その横に立つ空京稲荷 狐樹廊(くうきょういなり・こじゅろう)も「同感です」と頷く。「焔のフラワシ」を応用して「鬼火」の演出を施したのは彼である。
「人は二回死ぬと言います、一度は肉体が滅んだ時。二度目はその名を誰もが忘れ去った時。
二度目の死が校長に訪れる事はないのでしょう」
「空警少年課環七対策本部、八街修史より各員へ。
現在“環七“北方面、外環北一丁目から三丁目で、救急車要請が頻発している。
いずれも『非契約者』が突然心身の不調を訴えだした、という内容だ。
通報世帯を時系列順に整理すると、何者かが『畏怖』系のスキルを用いてその界隈を移動している状況が予想される。
手空きの者は原因の特定と鎮静化に動いて欲しい」
「……どうやらあれのようだな!」
朝倉 千歳(あさくら・ちとせ)は、通りの向こうからやって来るバイクの一団にそう見当をつけた。
乗機の小型飛空挺にまたがり、獲物の綾刀をいつでも抜けるように準備を整える。
「行くぞ!」
「待って下さい」
スロットルを開けようとした所に、立ちふさがるイルマ・レスト(いるま・れすと)。
「! どういうつもりだ、イルマ! 轢かれたいのか!?」
「落ち着いて下さい、千歳。相手は恐らく、『アボミネーション』で畏怖の気配をバラまきながら移動しています」
「それがどうした!?」
「考えるに、相手は『契約者』、それも相当の“手練れ“かと。しかも、全部で6人……相手の戦力の見極めがつかないのに単騎駆けを仕掛けるのは、無謀に過ぎます!」
「それがどうした!? 私は“判官“、“ジャスティシア“だ! 正義が悪に怯えを見せてはならないだろう!?」
「力なき正義もまた無力! ここは相手の位置をマークして、応援態勢が整うのを待ちましょう」
「……くそっ。口惜しいが、イルマの言う事にも一理はあるな」
千歳は警察から借りた無線機のマイクを取り上げた。
「こちら警察協力者、朝倉千歳。現在外環北7丁目にて、『畏怖』発生源と思しき暴走グループを発見」
(迂闊に突っ込まれては困るんですよ、千歳)
イルマは心中でひっそりと安堵していた。
単騎駆けが危険云々というのはもちろん嘘ではない。
だが、今夜の“環七“暴走グループの中には百合園生が混じっている、という情報をイルマは聞いていた。

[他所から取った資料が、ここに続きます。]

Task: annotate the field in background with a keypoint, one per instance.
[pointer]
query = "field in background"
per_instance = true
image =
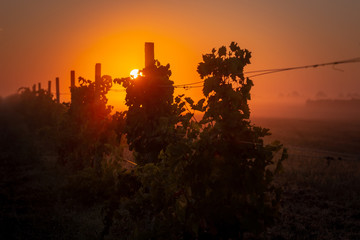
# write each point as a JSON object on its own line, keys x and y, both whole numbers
{"x": 321, "y": 178}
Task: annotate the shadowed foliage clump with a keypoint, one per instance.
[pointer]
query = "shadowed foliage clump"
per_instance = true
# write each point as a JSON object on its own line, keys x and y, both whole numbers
{"x": 213, "y": 178}
{"x": 150, "y": 117}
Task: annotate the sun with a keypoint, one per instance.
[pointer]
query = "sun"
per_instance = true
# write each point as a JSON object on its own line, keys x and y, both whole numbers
{"x": 135, "y": 73}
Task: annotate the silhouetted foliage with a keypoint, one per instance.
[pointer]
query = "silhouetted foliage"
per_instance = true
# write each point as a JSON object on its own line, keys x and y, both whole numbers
{"x": 213, "y": 179}
{"x": 150, "y": 118}
{"x": 86, "y": 128}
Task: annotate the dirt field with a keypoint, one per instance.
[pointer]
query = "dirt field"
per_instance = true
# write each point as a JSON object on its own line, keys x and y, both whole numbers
{"x": 321, "y": 179}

そして、走ってくるバイクの乗り手は、何やら女性にも見える――
(万が一、構成メンバーが百合園生だったとしたら我が校の恥ですわ……!?)
一団が近くを走り抜けた。
──!?
ずん、という眼に見えない衝撃がイルマの胸の奥を衝き、かつてに膝から力が抜けた。
(……これが……彼女たちのバラ撒く「畏怖」……!)
通り過ぎた時、イルマの眼が乗り手達の顔を捉えた。
桐生 円。
オリヴィア・レベンクロン。
藤原 優梨子。
宙波 蕪之進。
七瀬 歩。
七瀬 巡。
いずれもタフな相手だ。できる事なら絶対敵には回したくない面子だった。
走り去るバイクの列を見送りながら、千歳を止めて本当に良かった、とイルマは思った。
(止める!)
そう決意して、“圃倭威屠裏璃夷(ホワイトリリイ)“の進路の前に立つのは伏見 明子(ふしみ・めいこ)だ。乗機の軍用バイクのアクセルを開け、左手でサイドカーに手を伸ばし、積んであったヴァーチャースピアを抜き、構える。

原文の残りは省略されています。